Compte tenu des besoins de la population urbaine et leur croissance, la mobilisation des ressources nationales se présente comme un élément supplémentaire de sécurisation des filières d'approvisionnement. L'étude des besoins alimentaires urbains a montré le recours aux flux d'importation, pour le riz notamment (denrées insuffisamment produite à l'échelle nationale pour combler les besoins). Ceci peut engendrer non seulement une dépendance mais un risque accru de fragilité en termes de sécurité alimentaire.

Dans ce contexte, la grande dépendance des populations urbaines vis à vis des sources d’énergie permettant de cuisiner constitue un enjeu aussi important que la satisfaction des besoins alimentaires. En ce sens, le bois énergie est une ressource qui entre dans la gamme des produits permettant la satisfaction des besoins alimentaires. Dans les pays sahéliens, il est indispensable de considérer ensemble les produits vivriers et bioénergétiques. Ils répondent à un même enjeu : celui de la sécurité alimentaire.

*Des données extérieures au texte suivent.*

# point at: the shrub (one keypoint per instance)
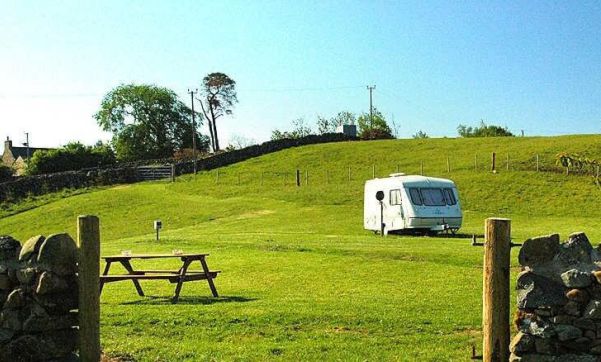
(73, 156)
(483, 130)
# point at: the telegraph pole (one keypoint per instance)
(371, 107)
(193, 128)
(27, 144)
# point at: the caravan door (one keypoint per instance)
(394, 211)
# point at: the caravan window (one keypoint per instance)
(433, 197)
(450, 196)
(415, 196)
(395, 197)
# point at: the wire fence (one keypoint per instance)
(446, 165)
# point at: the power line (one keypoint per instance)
(292, 89)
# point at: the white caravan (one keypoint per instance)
(411, 202)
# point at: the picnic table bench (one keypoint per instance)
(178, 277)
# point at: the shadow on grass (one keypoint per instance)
(159, 300)
(443, 235)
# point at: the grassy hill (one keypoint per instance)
(301, 278)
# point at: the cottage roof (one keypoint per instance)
(22, 151)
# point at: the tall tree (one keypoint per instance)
(218, 99)
(146, 121)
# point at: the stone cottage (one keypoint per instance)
(16, 157)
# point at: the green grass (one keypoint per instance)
(301, 278)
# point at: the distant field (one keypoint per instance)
(301, 279)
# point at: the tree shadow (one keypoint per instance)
(443, 235)
(166, 300)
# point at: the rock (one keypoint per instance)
(572, 308)
(597, 276)
(581, 344)
(544, 312)
(539, 250)
(595, 350)
(58, 254)
(593, 310)
(577, 249)
(574, 278)
(25, 275)
(6, 335)
(535, 291)
(5, 283)
(592, 335)
(49, 323)
(594, 291)
(540, 329)
(563, 319)
(15, 300)
(24, 348)
(49, 282)
(585, 323)
(9, 249)
(567, 332)
(544, 346)
(58, 303)
(31, 247)
(578, 295)
(522, 343)
(10, 319)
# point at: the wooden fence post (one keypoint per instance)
(495, 294)
(88, 241)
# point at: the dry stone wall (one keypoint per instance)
(38, 299)
(559, 301)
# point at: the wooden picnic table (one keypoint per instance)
(178, 277)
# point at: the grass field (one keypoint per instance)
(301, 278)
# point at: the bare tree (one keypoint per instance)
(218, 99)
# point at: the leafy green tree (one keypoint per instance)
(374, 127)
(6, 173)
(299, 130)
(72, 156)
(218, 99)
(420, 135)
(483, 130)
(147, 122)
(325, 125)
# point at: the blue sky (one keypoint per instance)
(528, 65)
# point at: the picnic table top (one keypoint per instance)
(154, 256)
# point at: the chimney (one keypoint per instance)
(8, 144)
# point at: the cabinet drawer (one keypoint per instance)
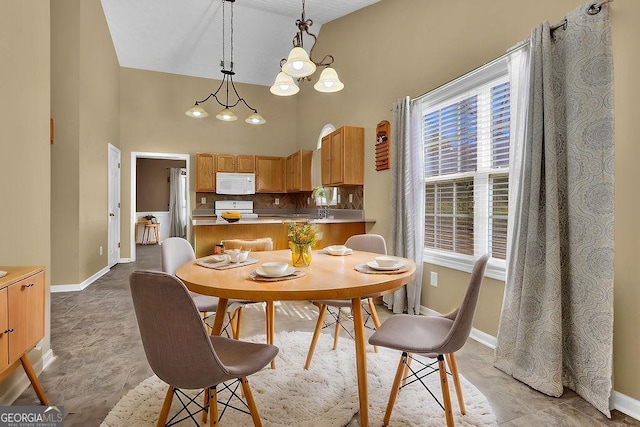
(26, 314)
(4, 325)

En milieu urbain, la valorisation des espaces d’interstices permet l’autoproduction de quelques denrées alimentaires (cela représente 10 % de l'approvisionnement, source EMEP). En revanche, la fourniture de bois énergie répond à d'autres logiques. Elle suppose un réseau d'approvisionnement fondé sur l'accès aux ressources locales, qui ne sont pas disponibles en milieu urbain.

La prise en compte des préférences des Bamakois nous incite à questionner le potentiel de la périphérie et sa capacité à répondre aux besoins urbains. Les énormes besoins en bois énergie, en produits maraîchers et condiments montrent que la sollicitation des ressources périphériques peut être une réponse pertinente aux inquiétudes liées à l'approvisionnement alimentaire en milieu urbain. L’exploitation des potentialités agricoles locales, le raccourcissement des circuits entraîne en effet une diminution des coûts et limite les aléas liés au transport de marchandises périssables.